If behavior and technology do not change, more numerous humans will trample the earth and endanger our own survival. The snake brain in each of us makes me cautious about relying heavily on changes in behavior. In contrast, centuries of extraordinary technical progress give me great confidence that diffusion of our best practices and continuing innovation can advance us much further in decarbonization, landless agriculture, and other cardinal directions for a prosperous, green environment. For engineers and others in the technical enterprise the urgency and prizes for sustaining their contributions could not be higher. Because the human brain does not change, technology must.

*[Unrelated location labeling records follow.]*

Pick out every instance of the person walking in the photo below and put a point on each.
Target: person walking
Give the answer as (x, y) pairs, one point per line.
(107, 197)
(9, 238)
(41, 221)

Acknowledgement: Thanks to Perrin Meyer for assistance.

Figure 1

Figure 1: World primary energy sources have declined in carbon intensity since 1860. The evolution is seen in the ratio of hydrogen (H) to carbon (C) in the world fuel mix, graphed on a logarithmic scale, analyzed as a logistic growth process and plotted in the linear transform of the logistic (S) curve. Progression of the ratio above natural gas (methane, CH 4) requires production of large amounts of hydrogen fuel with non-fossil energy.

Figure 2

Figure 2: Energy efficiency is a term of modern invention, but the efficiency of energy conversion devices has been increasing for hundreds and probably thousands of years. Improvements in motors and lamps are analyzed here in the linear transform of the logistic (S-shaped) growth process.

Figure 3

Figure 3: The trends of maize yields grown by the winners of the Iowa Master Corn Growers Contest and of average yields of Iowa, World, and Brazilian farmers, and the average annual rise since 1960.

Figure 4

Figure 4: The average cropland per person since about the year 1700. The star shows the small amount of land required by an Iowa Master corn grower to produce the calories needed to sustain a person for a year.

Endnotes:

[1] Technical information and sources for the text and figures are found in papers on-line at phe.rockefeller.edu See, for example, “The Liberation of the Environment,” Jesse H. Ausubel; “Lightening the Tread of Population on the Land: American Examples,” Paul E. Waggoner, Jesse H. Ausubel, and Iddo K. Wernick; and “Energy and Environment: The Light Path,” Jesse H. Ausubel.

[2] Paul D. MacLean, The Triune Brain in Evolution: Role in Paleocerebral Functions, Plenum, New York, 1990.